Suspend to Disk/RAM
Posted Jul 22, 2005 20:44 UTC (Fri) by
zblaxell (subscriber, #26385)
In reply to:
Suspend to Disk/RAM by danm628
Parent article:
The 2005 Linux Kernel Developers' Summit
If you have working suspend-to-RAM, suspend-to-disk, and ACPI wakeup (echo YYYY-MM-DD HH:MM:SS > /proc/acpi/alarm), it is possible to have the machine arrange to wake itself up in 15 minutes, then suspend to RAM. On resume from RAM, the machine checks the clock and decides to either finish resuming, or suspend to disk. I know this works because I've configured my ex-laptop to do it...but I stopped because the laptop was more often than not in a moving insulated laptop case 15 minutes after suspend, and the CPU would sometimes cook itself in the ~45 seconds required to suspend to disk, especially in summer.

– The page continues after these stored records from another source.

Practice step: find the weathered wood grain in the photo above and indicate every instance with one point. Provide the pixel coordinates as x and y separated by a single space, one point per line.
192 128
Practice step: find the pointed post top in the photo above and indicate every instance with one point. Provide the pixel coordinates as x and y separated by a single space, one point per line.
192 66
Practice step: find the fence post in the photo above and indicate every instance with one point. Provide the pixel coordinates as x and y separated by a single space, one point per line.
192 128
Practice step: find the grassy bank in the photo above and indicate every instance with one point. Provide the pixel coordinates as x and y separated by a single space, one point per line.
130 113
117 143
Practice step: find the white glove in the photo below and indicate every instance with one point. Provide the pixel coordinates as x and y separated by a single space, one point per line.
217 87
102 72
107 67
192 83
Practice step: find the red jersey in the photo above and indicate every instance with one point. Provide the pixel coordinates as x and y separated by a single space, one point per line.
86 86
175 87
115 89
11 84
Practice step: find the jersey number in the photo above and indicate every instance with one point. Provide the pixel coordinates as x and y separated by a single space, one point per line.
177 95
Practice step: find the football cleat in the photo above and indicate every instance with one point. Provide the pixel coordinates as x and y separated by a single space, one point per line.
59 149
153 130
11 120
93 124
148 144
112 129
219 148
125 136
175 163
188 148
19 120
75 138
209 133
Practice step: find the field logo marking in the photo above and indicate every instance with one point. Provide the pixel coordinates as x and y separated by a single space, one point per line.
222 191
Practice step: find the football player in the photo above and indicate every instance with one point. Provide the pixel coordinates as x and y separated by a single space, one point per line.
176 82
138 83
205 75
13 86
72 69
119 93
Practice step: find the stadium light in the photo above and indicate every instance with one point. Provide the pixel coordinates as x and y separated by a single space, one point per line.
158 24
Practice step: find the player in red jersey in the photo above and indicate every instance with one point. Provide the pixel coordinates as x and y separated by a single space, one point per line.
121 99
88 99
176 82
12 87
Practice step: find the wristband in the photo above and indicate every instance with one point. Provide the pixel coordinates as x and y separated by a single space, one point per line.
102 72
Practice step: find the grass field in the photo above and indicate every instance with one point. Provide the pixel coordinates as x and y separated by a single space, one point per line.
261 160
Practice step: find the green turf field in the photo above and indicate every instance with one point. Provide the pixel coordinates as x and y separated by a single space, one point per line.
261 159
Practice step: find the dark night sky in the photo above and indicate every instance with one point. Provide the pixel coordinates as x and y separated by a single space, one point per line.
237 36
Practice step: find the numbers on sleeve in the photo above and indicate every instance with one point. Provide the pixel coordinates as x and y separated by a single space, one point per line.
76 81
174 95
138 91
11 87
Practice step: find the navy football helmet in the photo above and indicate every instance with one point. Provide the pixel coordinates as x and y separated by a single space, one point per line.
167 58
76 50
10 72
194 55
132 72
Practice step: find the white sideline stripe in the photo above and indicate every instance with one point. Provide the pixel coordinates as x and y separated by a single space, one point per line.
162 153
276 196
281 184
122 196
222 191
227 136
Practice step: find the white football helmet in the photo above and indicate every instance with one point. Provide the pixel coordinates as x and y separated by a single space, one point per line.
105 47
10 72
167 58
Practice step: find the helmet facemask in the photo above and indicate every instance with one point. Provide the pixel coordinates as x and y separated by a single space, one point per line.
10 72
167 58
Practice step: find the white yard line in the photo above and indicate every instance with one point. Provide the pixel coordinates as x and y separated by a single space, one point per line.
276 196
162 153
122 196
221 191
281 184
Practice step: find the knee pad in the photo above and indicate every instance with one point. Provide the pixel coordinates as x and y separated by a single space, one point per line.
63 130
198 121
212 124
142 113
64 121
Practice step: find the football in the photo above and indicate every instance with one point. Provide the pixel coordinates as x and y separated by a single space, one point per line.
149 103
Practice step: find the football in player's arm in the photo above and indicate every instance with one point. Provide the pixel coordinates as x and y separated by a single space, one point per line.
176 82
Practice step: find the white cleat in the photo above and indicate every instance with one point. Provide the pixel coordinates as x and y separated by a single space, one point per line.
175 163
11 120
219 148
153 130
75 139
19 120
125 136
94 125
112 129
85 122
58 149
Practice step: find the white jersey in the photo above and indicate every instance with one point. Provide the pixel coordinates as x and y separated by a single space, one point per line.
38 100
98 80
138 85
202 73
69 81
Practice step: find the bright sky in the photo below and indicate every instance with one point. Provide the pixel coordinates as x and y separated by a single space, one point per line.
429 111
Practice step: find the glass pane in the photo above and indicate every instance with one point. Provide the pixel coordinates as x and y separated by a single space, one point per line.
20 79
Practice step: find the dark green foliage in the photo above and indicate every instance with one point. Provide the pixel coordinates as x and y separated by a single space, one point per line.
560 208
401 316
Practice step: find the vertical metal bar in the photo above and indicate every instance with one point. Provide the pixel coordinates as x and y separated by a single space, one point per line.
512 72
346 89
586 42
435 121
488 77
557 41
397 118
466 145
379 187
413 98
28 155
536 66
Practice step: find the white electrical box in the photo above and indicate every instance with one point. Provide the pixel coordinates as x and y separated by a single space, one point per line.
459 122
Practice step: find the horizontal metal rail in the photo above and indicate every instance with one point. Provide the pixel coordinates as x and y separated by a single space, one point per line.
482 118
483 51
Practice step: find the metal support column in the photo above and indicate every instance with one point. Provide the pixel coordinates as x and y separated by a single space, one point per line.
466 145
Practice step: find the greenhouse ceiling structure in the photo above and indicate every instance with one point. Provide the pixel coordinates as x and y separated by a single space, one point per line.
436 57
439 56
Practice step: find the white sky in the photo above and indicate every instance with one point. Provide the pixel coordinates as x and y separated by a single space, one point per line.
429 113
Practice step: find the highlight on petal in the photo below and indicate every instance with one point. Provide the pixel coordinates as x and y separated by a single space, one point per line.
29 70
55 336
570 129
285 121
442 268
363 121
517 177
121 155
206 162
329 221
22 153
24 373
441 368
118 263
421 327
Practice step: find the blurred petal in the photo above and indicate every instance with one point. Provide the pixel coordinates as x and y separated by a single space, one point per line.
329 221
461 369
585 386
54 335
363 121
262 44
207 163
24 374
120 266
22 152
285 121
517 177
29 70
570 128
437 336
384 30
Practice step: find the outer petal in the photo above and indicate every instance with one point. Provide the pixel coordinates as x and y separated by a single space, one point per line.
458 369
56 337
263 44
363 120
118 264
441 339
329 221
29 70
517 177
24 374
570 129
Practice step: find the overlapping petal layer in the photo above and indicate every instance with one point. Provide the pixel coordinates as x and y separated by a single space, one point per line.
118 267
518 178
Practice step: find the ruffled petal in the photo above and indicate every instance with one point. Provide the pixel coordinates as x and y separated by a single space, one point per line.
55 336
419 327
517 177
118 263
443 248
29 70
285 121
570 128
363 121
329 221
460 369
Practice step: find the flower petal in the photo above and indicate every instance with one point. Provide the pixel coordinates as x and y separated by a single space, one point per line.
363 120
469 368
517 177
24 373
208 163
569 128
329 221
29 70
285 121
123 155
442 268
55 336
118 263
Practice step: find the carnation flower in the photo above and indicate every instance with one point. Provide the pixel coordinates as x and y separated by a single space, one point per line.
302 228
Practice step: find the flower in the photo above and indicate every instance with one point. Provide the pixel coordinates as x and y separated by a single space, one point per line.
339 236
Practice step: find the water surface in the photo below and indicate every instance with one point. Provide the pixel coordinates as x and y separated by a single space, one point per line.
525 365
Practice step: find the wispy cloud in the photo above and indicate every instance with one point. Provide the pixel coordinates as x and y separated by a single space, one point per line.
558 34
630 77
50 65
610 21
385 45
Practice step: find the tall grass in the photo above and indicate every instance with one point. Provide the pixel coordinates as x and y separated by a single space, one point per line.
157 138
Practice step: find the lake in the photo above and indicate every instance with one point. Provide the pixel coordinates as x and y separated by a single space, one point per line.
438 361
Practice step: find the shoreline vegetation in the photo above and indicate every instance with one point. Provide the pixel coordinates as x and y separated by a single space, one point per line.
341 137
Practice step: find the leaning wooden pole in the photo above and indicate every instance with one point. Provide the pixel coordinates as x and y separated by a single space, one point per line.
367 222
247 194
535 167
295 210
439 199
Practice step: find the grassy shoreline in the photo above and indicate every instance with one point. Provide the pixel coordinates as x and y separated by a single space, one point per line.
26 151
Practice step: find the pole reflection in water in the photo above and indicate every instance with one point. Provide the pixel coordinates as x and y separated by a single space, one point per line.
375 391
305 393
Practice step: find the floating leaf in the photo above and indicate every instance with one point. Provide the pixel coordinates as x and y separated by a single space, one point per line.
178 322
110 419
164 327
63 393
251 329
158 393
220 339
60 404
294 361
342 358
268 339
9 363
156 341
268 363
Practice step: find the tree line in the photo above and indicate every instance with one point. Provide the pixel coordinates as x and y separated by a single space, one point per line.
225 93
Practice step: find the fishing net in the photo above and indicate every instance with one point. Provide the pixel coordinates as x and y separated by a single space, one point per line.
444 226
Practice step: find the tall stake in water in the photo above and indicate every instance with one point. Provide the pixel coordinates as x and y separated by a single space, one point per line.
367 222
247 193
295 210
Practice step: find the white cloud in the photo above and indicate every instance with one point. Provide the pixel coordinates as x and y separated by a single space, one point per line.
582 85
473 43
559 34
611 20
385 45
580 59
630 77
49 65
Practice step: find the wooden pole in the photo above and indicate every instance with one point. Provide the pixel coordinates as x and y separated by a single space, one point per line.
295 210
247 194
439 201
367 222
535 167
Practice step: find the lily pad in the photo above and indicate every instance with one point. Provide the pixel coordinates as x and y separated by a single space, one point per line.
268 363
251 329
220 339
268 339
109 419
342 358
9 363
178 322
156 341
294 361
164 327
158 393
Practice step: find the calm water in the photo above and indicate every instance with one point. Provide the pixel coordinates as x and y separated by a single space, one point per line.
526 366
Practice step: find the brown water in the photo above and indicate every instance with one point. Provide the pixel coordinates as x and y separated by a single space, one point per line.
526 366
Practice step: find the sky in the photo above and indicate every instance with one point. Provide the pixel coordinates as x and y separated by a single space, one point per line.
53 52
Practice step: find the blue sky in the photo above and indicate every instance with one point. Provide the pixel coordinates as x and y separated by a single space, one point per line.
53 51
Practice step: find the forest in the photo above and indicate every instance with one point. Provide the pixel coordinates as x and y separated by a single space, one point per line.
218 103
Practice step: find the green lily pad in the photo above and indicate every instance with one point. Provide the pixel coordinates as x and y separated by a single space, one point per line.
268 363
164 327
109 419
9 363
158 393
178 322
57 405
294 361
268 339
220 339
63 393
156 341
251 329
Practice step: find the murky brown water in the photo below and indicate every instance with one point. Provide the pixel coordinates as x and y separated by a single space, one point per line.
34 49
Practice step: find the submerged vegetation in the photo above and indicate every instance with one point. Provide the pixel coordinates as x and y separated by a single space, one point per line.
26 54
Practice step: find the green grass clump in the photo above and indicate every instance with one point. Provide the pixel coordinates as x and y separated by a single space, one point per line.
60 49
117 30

I'd like to see an LVM with a snapshot feature combined with suspend-to-disk, to implement a checkpoint-restart system, with the option of reverting the entire system (RAM and disk) to where it was when it last suspended. The relatively minor data loss of reverting to last suspend before a crash is usually much less painful than reconstructing all the userspace state by hand (literally).
Once the suspend/resume problem is solved, the next most annoying thing about laptops is the game of Russian roulette that is played every time a PCMCIA or USB device is connected. It's especially bad for laptops since they are exposed to more devices per boot than a typical desktop in my experience. If a device with a buggy Linux driver crashes on load, it usually takes the system with it. A checkpoint/restart approach would allow the user to say "oops, guess I'll unplug that and try again" instead of "darn, now I have to spend 20 minutes getting all my user-space stuff put back together."